The Rooney Factor - counting the cost of loyalty

Being mostly a push activity and dealing with customers in volume, it can be hard for marketing to get a true picture of the customer's experience. Focus groups and questionnaires can deliver so much, but not usually the instant, uninhibited response of a customer who has just suffered, say, a missed delivery or a faulty product.

In my experience, apart from talking to customers yourself, nothing beats listening to staff in the company who are in daily contact with them - like sales, admin and customer support. Keeping good relationships and open channels of communication with those people will deliver a goldmine of customer intelligence that can improve all aspects of marketing, from pricing and communication to product development. At Sellerdeck, for example, we have been careful to maintain a positive relationship between sales and marketing staff, and we get feedback from sales into marketing on an ongoing basis. I'm sure this has contributed to the good relationships and loyalty we enjoy from most of our customers.

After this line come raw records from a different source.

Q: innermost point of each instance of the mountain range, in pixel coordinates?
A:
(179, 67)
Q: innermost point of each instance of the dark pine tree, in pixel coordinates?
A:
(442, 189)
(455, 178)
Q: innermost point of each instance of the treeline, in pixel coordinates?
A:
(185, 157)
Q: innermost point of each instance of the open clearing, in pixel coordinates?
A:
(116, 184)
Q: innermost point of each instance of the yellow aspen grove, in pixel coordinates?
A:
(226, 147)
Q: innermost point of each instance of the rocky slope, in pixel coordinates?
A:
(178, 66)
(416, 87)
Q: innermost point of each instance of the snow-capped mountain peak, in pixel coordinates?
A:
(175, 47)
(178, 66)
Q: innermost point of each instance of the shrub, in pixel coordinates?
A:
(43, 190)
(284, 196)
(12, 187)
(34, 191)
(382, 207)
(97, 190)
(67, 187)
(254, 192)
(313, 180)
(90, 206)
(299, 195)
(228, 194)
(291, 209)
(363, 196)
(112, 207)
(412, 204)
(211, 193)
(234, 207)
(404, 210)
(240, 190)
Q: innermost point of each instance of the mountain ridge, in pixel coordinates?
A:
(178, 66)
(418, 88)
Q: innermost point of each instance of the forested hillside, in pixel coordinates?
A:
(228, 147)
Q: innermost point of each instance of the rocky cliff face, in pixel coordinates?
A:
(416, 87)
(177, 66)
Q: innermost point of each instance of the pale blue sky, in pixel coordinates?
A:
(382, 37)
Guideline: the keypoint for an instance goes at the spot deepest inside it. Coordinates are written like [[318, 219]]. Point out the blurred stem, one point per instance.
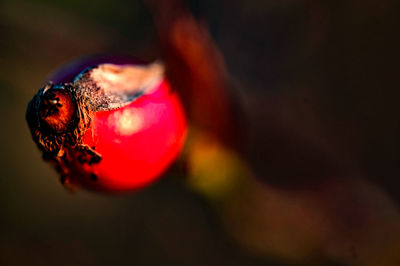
[[196, 68]]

All the same, we are in business to generate profit and make a living. Loyalty is important, but businesses have to remain commercially viable. You can't serve your customers if you go bust. The customer may always be right, but some of his demands are unreasonable and he can't always have everything he wants. In Rooney's case, the story had a positive outcome. In the case of the customer, for the good of the business you sometimes have to let one of them go.